Mask-wearing can face resistance and some countries have opted not to use them
In many countries, mask-wearing is an issue of etiquette; when someone has respiratory symptoms, not wearing a mask is considered unacceptable. However, where it is not a standard practice there can be resistance to wearing a mask and timing becomes more important. For example, in Bulgaria the government sought to mandate universal mask wearing early (prior to lockdown) but there was strong pushback from the public. The policy was refined under lockdown and then as part of transition measures to ensure it was acceptable and now mask wearing is only mandated in Bulgaria when physical distancing is not possible.
Timing is also important to ensure mandatory mask-wearing outside the home does not cause shortages for those working in health and social care, and this concern shaped policy-making in France and the United Kingdom.
WHO guidance highlights several risks that need to be balanced if governments are going to advocate mask wearing. Firstly, mask-wearing might give people a false sense of security that could lead to less adherence to other important preventive measures such as handwashing and physical distancing. Secondly, there is a risk of self-contamination with masks where people have not had sufficient guidance on how to use them safely. Thirdly, depending on the type of mask used, they could cause potential breathing difficulties. It should therefore be noted that some countries have declined to include mask-wearing policies in their approaches (Denmark, Estonia, Finland, Ireland).

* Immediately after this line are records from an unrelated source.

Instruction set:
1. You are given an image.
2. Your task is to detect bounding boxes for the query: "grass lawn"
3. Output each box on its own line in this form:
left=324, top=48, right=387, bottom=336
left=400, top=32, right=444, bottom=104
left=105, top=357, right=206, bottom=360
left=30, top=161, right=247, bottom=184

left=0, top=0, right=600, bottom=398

We need to find out what works, for whom and in what circumstances
Given that there is limited evidence on the effectiveness of mask-wearing for the general public outside the home, where such policies have been implemented they should be monitored and evaluated so that we can build the evidence base for the benefit of all. Research will need to reflect on not just efficacy, but also any challenges in acceptability and accessibility. All policies will be tailored to reflect local conditions, but there is still great scope for cross-country learning.
Policy-makers need to balance risks when deciding whether to mandate mask wearing as part of transition measures, but it is likely that the success of these policies will also rely on effectively communicating these risks to the general public.